The recovery in profits prompted international fund managers to snap up 445.2 billion yen of Japanese shares in the week to July 31, according to the exchange, the most since July 2007. The next week’s purchases totaled 286 billion yen.

Still, a net 9 per cent of investors outside the country remain “underweight” the market, according to a July fund manager survey from Merrill Lynch & Co, down from the more than 30 per cent at the start of the year.

Of the companies that changed first-half forecasts, 63 per cent raised their estimates, according to a Shinko Securities Co report dated August 14, and some investors are anticipating an increase in the number of “buy” calls on Japanese equities as more upgrades emerge.

Analysts “buy” ratings hovered around 29 per cent of all recommendations each month this year, compared with 43 per cent in January 2008, according to Bloomberg data. The number of “sells” fell to 8.85 per cent last month from close to a three- year high of 10.06 per cent in January.

The Topix index’s 1,693 stocks trade at an average 1.2 times book value, the cheapest among Asian benchmark gauges. The Standard & Poor’s 500 Index is valued at 2.1 times book, while the Dow Jones Stoxx 600 Index in Europe is at 1.5 times.

Pengana’s stock purchases through the end of July have given Japan the most “long” positions of any market in the firm’s Asian long-short hedge fund, Lin said. Japanese equities are cheaper than other Asian markets that have rallied more this year, she said.

The fund has bought Toyota Motor Corp, the world’s biggest automaker, Ibiden Co, which supplies chip packages to Intel Corp, and Elpida Memory Inc, Japan’s largest maker of computer memory, she said.

Efforts by companies to reduce costs may slow an economic recovery, as job losses and salary reductions damp consumer demand. Monthly wages slumped 7.1 per cent in June from a year earlier, a government survey released August 3 showed.
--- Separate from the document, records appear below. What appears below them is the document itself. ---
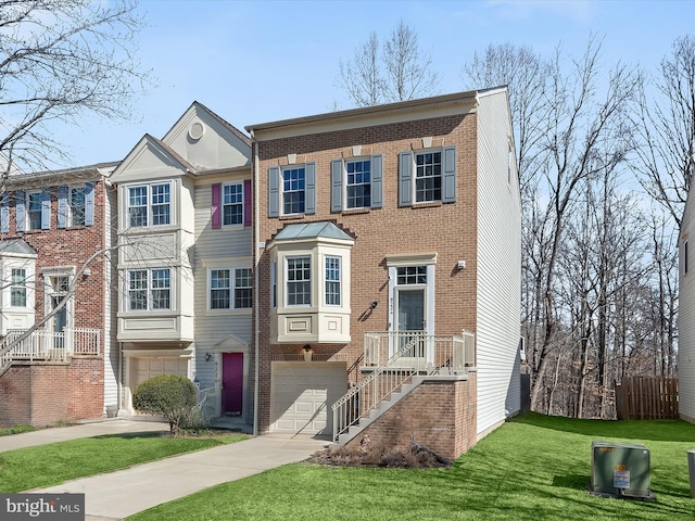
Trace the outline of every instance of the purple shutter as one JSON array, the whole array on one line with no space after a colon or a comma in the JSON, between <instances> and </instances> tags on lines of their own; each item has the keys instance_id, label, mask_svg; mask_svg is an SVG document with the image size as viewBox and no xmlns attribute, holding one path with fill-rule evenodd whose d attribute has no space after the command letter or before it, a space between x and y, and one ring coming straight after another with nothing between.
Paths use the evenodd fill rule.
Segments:
<instances>
[{"instance_id":1,"label":"purple shutter","mask_svg":"<svg viewBox=\"0 0 695 521\"><path fill-rule=\"evenodd\" d=\"M219 200L222 195L222 185L213 185L213 229L222 228L222 213L219 212Z\"/></svg>"},{"instance_id":2,"label":"purple shutter","mask_svg":"<svg viewBox=\"0 0 695 521\"><path fill-rule=\"evenodd\" d=\"M243 226L251 226L251 179L243 181Z\"/></svg>"}]
</instances>

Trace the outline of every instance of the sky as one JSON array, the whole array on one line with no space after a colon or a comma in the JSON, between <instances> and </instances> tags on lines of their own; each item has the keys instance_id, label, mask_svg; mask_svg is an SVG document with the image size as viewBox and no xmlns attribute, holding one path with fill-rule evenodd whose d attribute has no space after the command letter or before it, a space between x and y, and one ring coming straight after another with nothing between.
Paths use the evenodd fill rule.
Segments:
<instances>
[{"instance_id":1,"label":"sky","mask_svg":"<svg viewBox=\"0 0 695 521\"><path fill-rule=\"evenodd\" d=\"M695 0L240 1L140 0L138 58L153 84L129 120L61 127L71 165L121 161L144 134L162 138L193 101L240 130L247 125L352 107L336 87L339 61L402 20L418 36L446 94L471 86L463 65L490 43L558 45L580 56L592 35L607 64L656 72L695 20Z\"/></svg>"}]
</instances>

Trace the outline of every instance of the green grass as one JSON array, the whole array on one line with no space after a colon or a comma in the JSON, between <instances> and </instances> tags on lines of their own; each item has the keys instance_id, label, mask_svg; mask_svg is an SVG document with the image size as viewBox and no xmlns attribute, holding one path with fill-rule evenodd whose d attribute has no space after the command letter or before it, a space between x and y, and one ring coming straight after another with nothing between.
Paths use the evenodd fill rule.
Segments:
<instances>
[{"instance_id":1,"label":"green grass","mask_svg":"<svg viewBox=\"0 0 695 521\"><path fill-rule=\"evenodd\" d=\"M590 495L591 442L642 443L655 501ZM128 521L677 520L695 519L682 421L593 421L528 415L507 422L451 469L295 463L207 488Z\"/></svg>"},{"instance_id":2,"label":"green grass","mask_svg":"<svg viewBox=\"0 0 695 521\"><path fill-rule=\"evenodd\" d=\"M245 440L245 434L168 437L159 433L87 437L0 453L0 492L58 485L181 453ZM0 447L2 442L0 442Z\"/></svg>"}]
</instances>

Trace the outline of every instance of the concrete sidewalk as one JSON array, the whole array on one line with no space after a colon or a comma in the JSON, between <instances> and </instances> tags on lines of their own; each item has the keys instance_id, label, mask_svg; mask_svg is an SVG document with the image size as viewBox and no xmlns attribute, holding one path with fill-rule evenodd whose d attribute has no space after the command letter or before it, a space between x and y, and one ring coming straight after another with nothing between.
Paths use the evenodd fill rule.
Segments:
<instances>
[{"instance_id":1,"label":"concrete sidewalk","mask_svg":"<svg viewBox=\"0 0 695 521\"><path fill-rule=\"evenodd\" d=\"M168 424L150 421L116 420L70 428L47 429L0 437L5 446L53 443L75 437L124 432L168 431ZM61 431L45 437L31 436ZM8 440L5 444L4 439ZM174 456L128 469L68 481L33 493L84 493L86 521L116 521L163 503L187 496L213 485L257 474L281 465L302 461L330 442L312 437L263 435L197 453Z\"/></svg>"}]
</instances>

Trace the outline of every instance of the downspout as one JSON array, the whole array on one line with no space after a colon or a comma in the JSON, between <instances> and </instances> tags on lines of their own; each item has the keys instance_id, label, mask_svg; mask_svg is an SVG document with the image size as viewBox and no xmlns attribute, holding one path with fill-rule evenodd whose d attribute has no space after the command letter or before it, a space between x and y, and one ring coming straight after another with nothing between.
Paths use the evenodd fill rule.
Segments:
<instances>
[{"instance_id":1,"label":"downspout","mask_svg":"<svg viewBox=\"0 0 695 521\"><path fill-rule=\"evenodd\" d=\"M261 214L258 213L258 142L255 140L253 130L251 130L251 139L253 142L253 249L255 251L254 255L254 288L255 288L255 328L254 328L254 384L253 384L253 435L258 435L258 341L261 339L261 328L258 328L258 310L260 310L260 298L258 298L258 259L260 249L258 243L261 240L261 232L258 231L258 223Z\"/></svg>"}]
</instances>

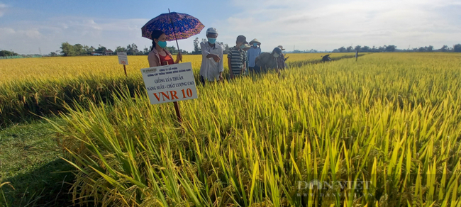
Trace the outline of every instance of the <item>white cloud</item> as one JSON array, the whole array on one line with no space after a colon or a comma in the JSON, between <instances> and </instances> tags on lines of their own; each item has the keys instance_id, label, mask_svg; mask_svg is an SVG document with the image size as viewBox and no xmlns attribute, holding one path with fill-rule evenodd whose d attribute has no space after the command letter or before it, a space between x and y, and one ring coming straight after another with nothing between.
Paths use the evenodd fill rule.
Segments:
<instances>
[{"instance_id":1,"label":"white cloud","mask_svg":"<svg viewBox=\"0 0 461 207\"><path fill-rule=\"evenodd\" d=\"M3 16L5 14L8 6L5 4L0 3L0 17Z\"/></svg>"},{"instance_id":2,"label":"white cloud","mask_svg":"<svg viewBox=\"0 0 461 207\"><path fill-rule=\"evenodd\" d=\"M147 19L94 19L62 17L45 21L22 21L0 27L0 48L21 54L43 54L60 49L68 42L97 47L99 45L114 50L116 46L135 43L138 48L149 47L150 40L141 37L141 27Z\"/></svg>"},{"instance_id":3,"label":"white cloud","mask_svg":"<svg viewBox=\"0 0 461 207\"><path fill-rule=\"evenodd\" d=\"M288 50L331 50L341 46L395 45L398 48L460 43L460 0L233 0L240 12L219 17L210 26L219 31L218 41L232 46L238 35L248 40L256 38L263 51L282 45ZM2 6L3 5L3 6ZM446 8L451 8L447 11ZM0 14L7 6L0 3ZM61 43L82 44L110 49L135 43L150 47L141 37L141 27L148 19L113 19L65 16L44 21L0 23L0 48L18 53L49 53ZM206 26L206 28L208 26ZM194 38L179 40L181 49L191 51ZM169 42L176 46L176 43Z\"/></svg>"},{"instance_id":4,"label":"white cloud","mask_svg":"<svg viewBox=\"0 0 461 207\"><path fill-rule=\"evenodd\" d=\"M258 38L266 51L278 45L322 50L351 44L440 47L455 43L461 34L459 20L436 10L459 6L459 0L248 1L235 0L242 12L214 24L222 27L225 42L233 43L244 34L249 40Z\"/></svg>"}]
</instances>

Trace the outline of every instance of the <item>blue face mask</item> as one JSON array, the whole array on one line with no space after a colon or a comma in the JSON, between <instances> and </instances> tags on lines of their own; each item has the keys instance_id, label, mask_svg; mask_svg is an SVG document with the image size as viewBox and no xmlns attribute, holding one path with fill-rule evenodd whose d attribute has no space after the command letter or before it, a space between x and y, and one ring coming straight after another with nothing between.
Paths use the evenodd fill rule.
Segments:
<instances>
[{"instance_id":1,"label":"blue face mask","mask_svg":"<svg viewBox=\"0 0 461 207\"><path fill-rule=\"evenodd\" d=\"M157 44L162 48L165 48L165 47L167 47L167 42L166 41L158 41Z\"/></svg>"},{"instance_id":2,"label":"blue face mask","mask_svg":"<svg viewBox=\"0 0 461 207\"><path fill-rule=\"evenodd\" d=\"M214 44L216 43L216 38L208 38L208 42L211 44Z\"/></svg>"}]
</instances>

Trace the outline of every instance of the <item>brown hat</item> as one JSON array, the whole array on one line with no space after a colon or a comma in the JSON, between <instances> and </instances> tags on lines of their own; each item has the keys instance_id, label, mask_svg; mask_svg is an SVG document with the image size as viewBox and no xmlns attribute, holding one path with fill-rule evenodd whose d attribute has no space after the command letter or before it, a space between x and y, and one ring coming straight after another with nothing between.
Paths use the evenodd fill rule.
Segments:
<instances>
[{"instance_id":1,"label":"brown hat","mask_svg":"<svg viewBox=\"0 0 461 207\"><path fill-rule=\"evenodd\" d=\"M258 40L256 38L254 38L252 40L250 41L250 45L252 45L253 43L257 43L259 45L261 45L261 42L260 42L260 40Z\"/></svg>"},{"instance_id":2,"label":"brown hat","mask_svg":"<svg viewBox=\"0 0 461 207\"><path fill-rule=\"evenodd\" d=\"M246 44L246 43L245 43L245 44L243 45L245 45L245 47L243 47L243 49L242 49L242 50L248 50L248 49L251 48L251 46L250 46L250 45L248 45L248 44Z\"/></svg>"},{"instance_id":3,"label":"brown hat","mask_svg":"<svg viewBox=\"0 0 461 207\"><path fill-rule=\"evenodd\" d=\"M248 42L247 42L247 38L246 37L245 37L244 35L238 35L238 37L237 37L237 42L236 43L242 43L242 42L243 43L245 43L245 44L248 43Z\"/></svg>"}]
</instances>

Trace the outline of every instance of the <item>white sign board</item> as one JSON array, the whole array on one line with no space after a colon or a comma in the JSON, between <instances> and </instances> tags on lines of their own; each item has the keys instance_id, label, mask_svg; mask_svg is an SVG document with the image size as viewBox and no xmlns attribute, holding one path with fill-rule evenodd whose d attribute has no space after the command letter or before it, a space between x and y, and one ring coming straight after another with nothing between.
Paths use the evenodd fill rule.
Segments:
<instances>
[{"instance_id":1,"label":"white sign board","mask_svg":"<svg viewBox=\"0 0 461 207\"><path fill-rule=\"evenodd\" d=\"M192 64L184 62L141 69L150 104L197 98Z\"/></svg>"},{"instance_id":2,"label":"white sign board","mask_svg":"<svg viewBox=\"0 0 461 207\"><path fill-rule=\"evenodd\" d=\"M128 57L126 56L126 52L117 52L118 56L118 64L128 65Z\"/></svg>"}]
</instances>

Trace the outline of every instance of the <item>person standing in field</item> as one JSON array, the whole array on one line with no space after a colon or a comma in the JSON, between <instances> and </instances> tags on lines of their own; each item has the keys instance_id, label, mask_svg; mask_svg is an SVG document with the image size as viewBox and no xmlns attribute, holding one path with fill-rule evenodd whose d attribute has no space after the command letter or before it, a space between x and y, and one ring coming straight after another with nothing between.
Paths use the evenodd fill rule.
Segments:
<instances>
[{"instance_id":1,"label":"person standing in field","mask_svg":"<svg viewBox=\"0 0 461 207\"><path fill-rule=\"evenodd\" d=\"M247 62L245 62L245 74L247 74L247 72L249 70L249 67L248 67L248 65L249 65L249 62L248 62L248 50L250 50L250 48L251 48L250 45L245 44L245 47L243 47L243 49L242 49L242 50L243 50L243 51L245 51L245 59L247 60Z\"/></svg>"},{"instance_id":2,"label":"person standing in field","mask_svg":"<svg viewBox=\"0 0 461 207\"><path fill-rule=\"evenodd\" d=\"M151 37L152 48L148 55L150 67L177 64L182 60L182 55L178 52L176 61L173 61L173 56L165 49L167 47L167 35L163 31L155 30L152 32Z\"/></svg>"},{"instance_id":3,"label":"person standing in field","mask_svg":"<svg viewBox=\"0 0 461 207\"><path fill-rule=\"evenodd\" d=\"M230 48L227 55L228 66L229 67L229 74L230 79L240 76L245 72L247 62L245 51L243 49L248 43L247 38L244 35L237 37L235 46Z\"/></svg>"},{"instance_id":4,"label":"person standing in field","mask_svg":"<svg viewBox=\"0 0 461 207\"><path fill-rule=\"evenodd\" d=\"M275 47L272 53L262 52L260 56L256 57L255 62L256 65L260 67L262 72L267 72L269 69L275 69L277 73L280 75L280 70L277 63L277 58L282 55L282 50Z\"/></svg>"},{"instance_id":5,"label":"person standing in field","mask_svg":"<svg viewBox=\"0 0 461 207\"><path fill-rule=\"evenodd\" d=\"M282 50L285 50L285 49L283 48L283 46L279 45L277 47L280 48ZM285 69L285 56L283 55L283 52L280 54L280 55L277 57L277 62L279 66L279 69Z\"/></svg>"},{"instance_id":6,"label":"person standing in field","mask_svg":"<svg viewBox=\"0 0 461 207\"><path fill-rule=\"evenodd\" d=\"M206 82L222 81L224 65L223 64L223 47L216 44L218 30L213 28L206 30L208 42L201 43L201 65L200 82L205 86Z\"/></svg>"},{"instance_id":7,"label":"person standing in field","mask_svg":"<svg viewBox=\"0 0 461 207\"><path fill-rule=\"evenodd\" d=\"M248 70L250 72L259 73L259 67L255 65L256 57L261 55L261 43L256 38L250 41L251 48L248 50Z\"/></svg>"}]
</instances>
The jobless rate rose to a six-year high of 5.4 per cent the same month.

“The next step of a recovery in final demand is going to depend on factors outside of Japan’s control,” said Hiroshi Motoki, managing director at the Japanese unit of AIG Global Investment Corp, which has $688 billion in assets.

Some of Japan’s biggest companies are raising forecasts. Toyota, based in Toyota City, narrowed its full-year loss estimate to 450 billion yen from 550 billion yen on August 4. Tokyo-based Honda lifted its full-year profit forecast on July 29 as it slashed expenses.

Hitachi Chemical, also based in Tokyo, more than tripled its profit forecast and boosted its sales estimate on July 28. The maker of materials for liquid-crystal displays has reported improving monthly sales figures since March, powered by demand for semiconductor and LCD components. Hitachi Chemical shares have more than doubled this year.

“Companies that have been able to rein in costs and produce profits are catching the eye of the market,” said Takeshi Osawa, a senior fund manager in Tokyo at Norinchukin Zenkyoren Asset Management Co. “The stocks to focus on are the ones that are seeing top-line growth coupled with restructuring to create bigger-than-expected profits.”

Earnings announcements helped the Topix index rise for 13 consecutive days through August 4, the longest winning streak since March 1988. The gauge has gained 11 per cent this year, still the worst performance among Asia’s major stock indexes.

“As far as Japanese equities are concerned, the only thing lacking is a bit of momentum,” said Nader Naeimi, a Sydney- based strategist at AMP Capital Investors, which manages about $95 billion.

“More inflows from overseas investors could be that trigger.”